If you’d like to find more specific tutorials and don’t mind sifting, I have a few last links for you. The John Muir Laws website has a lot of individual tutorials on nature and animal drawing. More animals, realistic or cartoonish, are covered at Drago Art in short and simple tutorials. Finally, there’s a large collection of drawing tutorials from various DeviantArt users you can sort through.

Happy drawing! You won’t see everything I draw this year (that’s a relief, I’m sure), but expect periodic updates with a few favorites and whatever lessons I feel I’ve learned.

Baby shower gifts

I went to a baby shower this weekend for a dear friend and tried to give her something cute and something practical, but also cute.

The first was a crinkle square. I don’t actually have a photo. I ruined the one that I made for the occasion, and had to draw on a backup. I do have an innovation to share, though: crinkle squares shouldn’t be a suffocation hazard to begin with, considering their small size and the fabric layer preventing a seal from forming, but for an additional point of reassurance you can hole-punch the plastic.

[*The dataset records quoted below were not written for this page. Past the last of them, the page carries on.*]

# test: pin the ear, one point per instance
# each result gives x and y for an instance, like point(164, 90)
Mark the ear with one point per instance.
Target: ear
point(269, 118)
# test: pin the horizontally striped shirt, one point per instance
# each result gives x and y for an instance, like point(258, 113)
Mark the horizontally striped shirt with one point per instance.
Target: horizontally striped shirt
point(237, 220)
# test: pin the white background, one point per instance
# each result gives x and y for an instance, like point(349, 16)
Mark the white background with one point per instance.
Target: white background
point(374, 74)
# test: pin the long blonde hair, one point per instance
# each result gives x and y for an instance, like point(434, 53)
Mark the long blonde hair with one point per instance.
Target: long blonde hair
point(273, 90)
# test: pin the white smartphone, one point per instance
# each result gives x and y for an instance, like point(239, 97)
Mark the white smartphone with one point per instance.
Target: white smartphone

hole punched plastic for a crinkle square

I tried something new for the rest of the gift: burp cloths made by backing cloth diapers with flannel. The diapers are quite absorbent and the flannel clings to your clothes, preventing the burp cloth from slithering down off your shoulder mid-spit-up. This was not my idea originally but apparently I did not bookmark the site I found it on (which was also not the origin of the idea, so I don’t feel too guilty). I got a package of 10 diapers by Gerber and washed them all twice (the first time their edges were quite crumply and I thought that might indicate they were mid-shrink – sure enough a second wash smoothed them out a bit). They seemed rather thin so I doubled them up.

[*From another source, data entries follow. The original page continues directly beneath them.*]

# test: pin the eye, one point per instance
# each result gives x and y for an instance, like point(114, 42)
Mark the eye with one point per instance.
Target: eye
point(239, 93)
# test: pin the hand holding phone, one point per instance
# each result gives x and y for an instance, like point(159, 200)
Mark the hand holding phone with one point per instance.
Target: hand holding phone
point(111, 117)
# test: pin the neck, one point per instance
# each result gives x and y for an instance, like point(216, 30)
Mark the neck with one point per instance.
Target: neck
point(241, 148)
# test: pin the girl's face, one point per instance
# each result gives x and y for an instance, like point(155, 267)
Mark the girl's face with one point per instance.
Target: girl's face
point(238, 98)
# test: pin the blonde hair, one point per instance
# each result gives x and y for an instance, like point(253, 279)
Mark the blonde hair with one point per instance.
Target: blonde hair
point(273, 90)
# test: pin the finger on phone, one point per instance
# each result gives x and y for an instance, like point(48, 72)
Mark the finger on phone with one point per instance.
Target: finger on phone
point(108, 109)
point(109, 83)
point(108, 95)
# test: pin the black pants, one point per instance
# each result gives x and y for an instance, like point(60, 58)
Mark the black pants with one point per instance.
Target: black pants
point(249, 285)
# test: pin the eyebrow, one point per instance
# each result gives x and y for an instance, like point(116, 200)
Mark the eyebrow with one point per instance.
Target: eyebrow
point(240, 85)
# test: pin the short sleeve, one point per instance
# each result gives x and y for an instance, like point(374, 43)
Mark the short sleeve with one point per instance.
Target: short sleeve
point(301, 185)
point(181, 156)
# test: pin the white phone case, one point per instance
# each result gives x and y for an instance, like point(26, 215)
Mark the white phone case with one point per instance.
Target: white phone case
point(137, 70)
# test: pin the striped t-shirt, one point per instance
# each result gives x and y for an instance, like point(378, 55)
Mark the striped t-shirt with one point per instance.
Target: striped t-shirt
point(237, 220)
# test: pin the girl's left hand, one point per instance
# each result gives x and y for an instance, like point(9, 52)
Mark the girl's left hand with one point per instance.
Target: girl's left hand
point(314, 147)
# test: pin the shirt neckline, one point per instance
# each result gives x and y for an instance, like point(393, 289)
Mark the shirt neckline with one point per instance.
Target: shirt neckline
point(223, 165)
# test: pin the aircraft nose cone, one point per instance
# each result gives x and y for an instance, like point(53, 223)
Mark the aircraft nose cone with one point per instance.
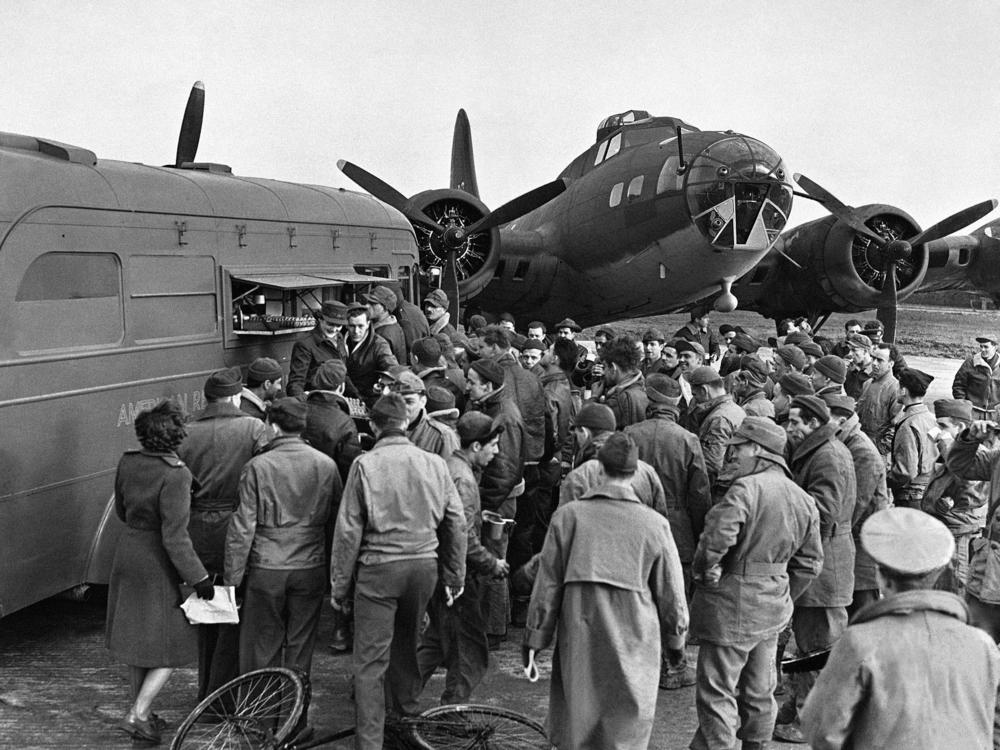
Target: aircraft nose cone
point(738, 193)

The first three burp cloths were large: fabric cut 16″x18″, sewn face down to a pair of diapers at 3/8″ (i.e., presser foot at the edge of the fabric but needle ticked over to the left) with an opening for turning, then diapers trimmed around the edge and the whole thing turned right-side-out. After a good press I topstitched around the edge and did a little quilting to keep the diapers from sagging on the flannel. For the mushroomy one and the elephants I outlined parts of the design, and for the fruit I made some jagged lines. I had a lot of trouble with catching strands of the diaper cloth and shoving them down into the bobbin housing instead of piercing them, even with a brand new fine needle. Fortunately nothing was ruined.

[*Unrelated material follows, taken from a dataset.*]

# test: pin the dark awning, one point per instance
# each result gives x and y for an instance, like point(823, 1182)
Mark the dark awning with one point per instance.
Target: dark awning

cloth diaper and flannel burp cloths

After I made those three I put one on my shoulder and found it was rather large for its use (though the parents to be are both taller than I am and might not find them quite as overlarge), so with the remaining four diapers I made smaller cloths. Two of them had shrunk enough in the wash that they didn’t have a 16″x18″ flat region anyway, so theirs would have had to be reduced. I ended up making two with fabric that was 9.5″x16″ (out of the two diapers that hadn’t shrunk as much) and one with 15″x15″ fabric (out of the smaller pair). Their quilting was simple: for the checkerboard one, a sort of zigzag the long way, outlining the boxes, for the zebras wavy diagonal lines, and for the monkeys a single continuous stitch line from top to bottom that looped around the monkeys nearest its path.

I tried one other new thing as well: making my own card. I have a Cricut die-cutting machine that mostly sits on a shelf, and it was time to start really using it. The card took an unreasonable length of time given its simplicity (three die cuts on a purchased blank card with a colored border), but most of it was set-up. I’m pretty happy with how it came out.